I don’t know that that’s the motive. It’s certainly an assumption that people make pretty readily. The relationship between the United States and Bahrain has many dimensions of real depth, strength, and age. It’s a two-way street there, with the Fifth Fleet being there. Because at least a portion of Bahrain’s population has Iranian roots and Iran did once claim it as a province, Bahrain does have fear of Iranian designs. Were there a vacuum in the Gulf, who knows what would happen. The United States by its presence fills the vacuum. And while the United States is happy to maintain its presence there, Bahrainis also need the security guarantee the United States provides. So it’s a two-way street. There are other places in the Middle East where the United States can put its ships--for example, in Qatar, which is much more liberal, and takes certainly a more advanced and progressive approach to many world issues. I wouldn’t say that people in the U.S. military are happy with what’s going on, because a lot of their officers live on [there], and the tensions affect relations with locals. The local media is attacking the United States with ferocity, and locals are looking at the U.S. embassy highly critically. The television has nonstop assaults on the personnel and the practices of the U.S. embassy. This spills over to the U.S. military.
Did the king say there could be a dialogue in July?
Dialogue is sort of the euphemism for negotiations about a new constitution. They were going on during the first month of the protests, with the crown prince [as] the principal actor, and members of Wefaq, the major Shiite opposition group, [as] the principal players--but not the only ones--on the other side. They nearly reached an agreement, from what I’ve heard, that would have brought some very significant reforms. But the intervention of the Saudis and the introduction of martial law basically ended the dialogue at that time.

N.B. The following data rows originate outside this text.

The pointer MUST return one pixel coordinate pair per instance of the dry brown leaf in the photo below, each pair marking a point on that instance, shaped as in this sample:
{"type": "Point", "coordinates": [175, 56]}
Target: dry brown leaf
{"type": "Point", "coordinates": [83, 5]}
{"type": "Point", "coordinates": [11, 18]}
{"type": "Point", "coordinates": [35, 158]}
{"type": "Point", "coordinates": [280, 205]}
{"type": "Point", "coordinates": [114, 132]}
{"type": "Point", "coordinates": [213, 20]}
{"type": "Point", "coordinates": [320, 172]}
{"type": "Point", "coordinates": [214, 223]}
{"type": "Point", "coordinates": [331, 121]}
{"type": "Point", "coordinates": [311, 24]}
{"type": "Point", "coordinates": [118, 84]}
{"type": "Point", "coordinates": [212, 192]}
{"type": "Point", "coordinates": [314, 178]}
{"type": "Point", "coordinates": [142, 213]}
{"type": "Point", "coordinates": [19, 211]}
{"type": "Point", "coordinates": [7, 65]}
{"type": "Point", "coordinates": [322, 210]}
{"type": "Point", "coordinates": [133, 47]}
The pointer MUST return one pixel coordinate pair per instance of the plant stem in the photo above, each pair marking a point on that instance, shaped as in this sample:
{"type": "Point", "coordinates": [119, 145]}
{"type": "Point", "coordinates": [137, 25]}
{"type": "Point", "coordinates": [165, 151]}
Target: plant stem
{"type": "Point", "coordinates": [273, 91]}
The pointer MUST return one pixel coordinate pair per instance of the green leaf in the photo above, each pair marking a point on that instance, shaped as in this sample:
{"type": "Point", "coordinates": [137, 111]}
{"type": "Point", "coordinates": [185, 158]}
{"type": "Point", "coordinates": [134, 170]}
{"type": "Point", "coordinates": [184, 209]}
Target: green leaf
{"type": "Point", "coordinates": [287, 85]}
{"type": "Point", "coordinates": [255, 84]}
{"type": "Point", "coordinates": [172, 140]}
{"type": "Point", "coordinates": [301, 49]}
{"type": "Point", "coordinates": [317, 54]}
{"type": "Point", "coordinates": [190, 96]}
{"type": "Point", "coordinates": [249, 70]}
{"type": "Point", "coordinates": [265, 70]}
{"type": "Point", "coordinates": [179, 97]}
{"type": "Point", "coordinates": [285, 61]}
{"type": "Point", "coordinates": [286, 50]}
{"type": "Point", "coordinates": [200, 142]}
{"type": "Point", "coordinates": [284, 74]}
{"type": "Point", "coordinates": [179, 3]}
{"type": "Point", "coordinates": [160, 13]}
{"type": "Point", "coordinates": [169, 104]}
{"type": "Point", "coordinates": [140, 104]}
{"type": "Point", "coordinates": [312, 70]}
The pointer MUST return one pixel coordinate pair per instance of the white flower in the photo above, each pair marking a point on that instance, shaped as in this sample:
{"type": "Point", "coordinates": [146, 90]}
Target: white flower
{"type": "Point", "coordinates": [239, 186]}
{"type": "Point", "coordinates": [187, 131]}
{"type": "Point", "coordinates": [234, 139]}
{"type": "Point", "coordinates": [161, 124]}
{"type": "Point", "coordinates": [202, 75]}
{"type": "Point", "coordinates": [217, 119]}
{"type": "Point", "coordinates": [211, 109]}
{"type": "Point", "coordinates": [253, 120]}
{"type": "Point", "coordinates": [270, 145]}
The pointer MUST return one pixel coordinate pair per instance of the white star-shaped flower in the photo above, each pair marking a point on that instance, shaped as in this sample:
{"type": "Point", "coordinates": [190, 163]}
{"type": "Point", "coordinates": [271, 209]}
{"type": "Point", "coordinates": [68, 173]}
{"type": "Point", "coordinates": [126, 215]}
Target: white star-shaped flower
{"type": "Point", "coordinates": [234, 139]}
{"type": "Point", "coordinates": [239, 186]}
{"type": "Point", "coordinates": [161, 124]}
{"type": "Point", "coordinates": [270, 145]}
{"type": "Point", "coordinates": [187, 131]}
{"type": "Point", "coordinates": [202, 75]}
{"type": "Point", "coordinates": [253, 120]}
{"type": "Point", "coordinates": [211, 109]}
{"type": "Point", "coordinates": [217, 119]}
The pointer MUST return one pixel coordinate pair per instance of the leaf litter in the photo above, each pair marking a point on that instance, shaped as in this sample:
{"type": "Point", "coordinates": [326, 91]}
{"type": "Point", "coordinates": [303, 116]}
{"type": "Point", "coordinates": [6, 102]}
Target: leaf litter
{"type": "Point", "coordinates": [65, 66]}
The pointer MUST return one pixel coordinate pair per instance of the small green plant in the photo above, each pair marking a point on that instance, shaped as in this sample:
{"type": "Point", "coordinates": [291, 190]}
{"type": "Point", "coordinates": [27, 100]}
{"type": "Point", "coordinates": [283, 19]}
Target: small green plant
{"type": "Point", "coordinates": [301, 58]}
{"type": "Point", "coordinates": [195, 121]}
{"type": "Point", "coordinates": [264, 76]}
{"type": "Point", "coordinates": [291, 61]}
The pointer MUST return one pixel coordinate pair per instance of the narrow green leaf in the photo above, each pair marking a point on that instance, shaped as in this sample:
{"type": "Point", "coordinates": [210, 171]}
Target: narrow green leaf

The king has offered a dialogue without preconditions to the opposition, but what’s happening parallel to that is an attempt to discredit the Wefaq Shiite group. Two of their most prominent Shiites, the former members of parliament Jalal Fairooz and Mattar Mattar, are both still in jail. Their families have never seen them, and there is no sign of them getting out. In fact, the signs are that they’re going to be charged. So when the king offers a dialogue without preconditions, we have to ask: with whom? With regard to that offer of dialogue and lifting martial law, is there really a lifting of martial law? I think there’s a lifting in name only. I should mention, by the way, that there’s more than a few people in Bahrain who think that the lifting of martial law on June 1 had a great deal to do with the fact that the international Formula One conference was deciding whether to stage the Formula One in Bahrain in the fall [Bahrain succeeded in getting the nod]. That decision was made on June 3; the lifting of the state of emergency may conceivably have helped in that decision. But I will say, not that much changed.